The story of the Carbon War Room

Richard Branson shaking hands with a man.
Image by The Carbon War Room
Virgin Galactic
Richard Branson's signature
Published on 28 October 2016

Together with a group of like-minded entrepreneurs, Virgin Unite founded the Carbon War Room in 2009, with a mission to stimulate business-led market interventions that advance a low-carbon economy.

We started when the clean energy revolution was still thought of by many to be a dream. But we knew we had to do something.

At the end of 2009, the Copenhagen Climate Summit did not succeed in engaging world governments as much as many had hoped, so we felt we needed a ‘war room’ on climate – with entrepreneurs at the centre, calling the shots.

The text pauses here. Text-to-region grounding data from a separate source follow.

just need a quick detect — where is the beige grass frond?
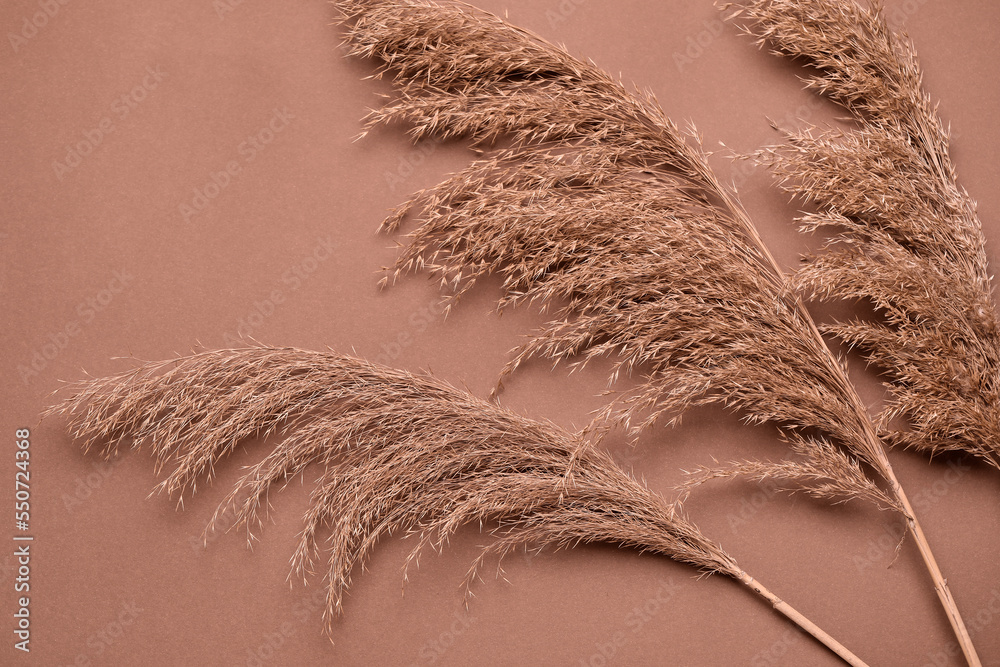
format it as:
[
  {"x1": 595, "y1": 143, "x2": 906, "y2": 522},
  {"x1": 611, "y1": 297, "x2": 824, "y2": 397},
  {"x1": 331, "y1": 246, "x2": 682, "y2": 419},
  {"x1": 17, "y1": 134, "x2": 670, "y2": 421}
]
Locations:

As Carbon War Room former-President José María Figueres said: “There is no Planet B.”

A drawing of a boat carrying shipping containers sailing past an island, with a city skyline and an off-shore wind farm in the distance
Image by The Carbon War Room

We saw barriers in different markets that were preventing great changes in the way industries did their business. From a lack of good market information for sustainable aviation fuels; demand for low-carbon solutions in shipping; and access to capital for energy efficiency. Many markets needed help to see carbon reduction as a great strategic opportunity.

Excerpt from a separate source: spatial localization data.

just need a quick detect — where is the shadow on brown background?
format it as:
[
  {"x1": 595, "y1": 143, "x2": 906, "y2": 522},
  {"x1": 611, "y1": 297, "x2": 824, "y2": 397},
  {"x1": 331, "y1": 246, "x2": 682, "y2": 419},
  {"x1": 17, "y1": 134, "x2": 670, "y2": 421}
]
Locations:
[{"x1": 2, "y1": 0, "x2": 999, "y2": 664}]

Between 2009 and 2014, the Carbon War Room made some remarkable progress: 20 per cent of the world’s cargo now travel on more efficient vessels; Caribbean islands are integrating renewable energy into their grids; and the North American trucking fleets have adopted fuel efficiency technologies, saving CO2 emissions and dollars.

In 2014, the Carbon War Room merged with the Rocky Mountain Institute, and now operates as a business unit. The rationale was simple but effective: two non-profit foundations tackling the same challenges became one, making better use of philanthropic dollar.

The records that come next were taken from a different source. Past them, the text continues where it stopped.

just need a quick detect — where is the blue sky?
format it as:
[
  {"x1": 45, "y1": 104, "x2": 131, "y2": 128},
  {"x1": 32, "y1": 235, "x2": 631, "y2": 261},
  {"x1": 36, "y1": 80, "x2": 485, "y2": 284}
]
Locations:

Rocky Mountain Institute and Carbon War Room merge in strategic alliance

Rocky Mountain Institute co-founder and chief scientist, Amory Lovins is a true visionary. He and the team have been laying a pathway for the clean energy revolution for more than 30 years. 40 years ago, in Foreign Affairs magazine, Amory suggested for the first time that the optimal path for the US was one of renewables and energy efficiency – not oil and gas. In the decades since, industries and governments around the world have taken up many of his insights into how the energy revolution could unfold.

The work of Rocky Mountain Institute-Carbon War Room is needed now more than ever. The Paris Climate Summit was a great success. Countries are now setting out their updated plans to cut carbon emissions deeply enough to keep temperature rise below 2 degrees C. The agreement also pointed out the planetary target to keep average warming below 1.5 degrees C. But the commitments as they are today are not yet enough to limit global warming to an acceptable level.

Archive photo
Image by Rocky Mountain Institute

Rocky Mountain Institute–Carbon War Room are working hard to fill the gap left by the Paris Agreement. They’re engaging with countries and industries to get more renewables and energy efficiency deployed at global scale; helping feed into the collective goal of getting to net-zero emissions, and hopefully beyond, in the coming decades.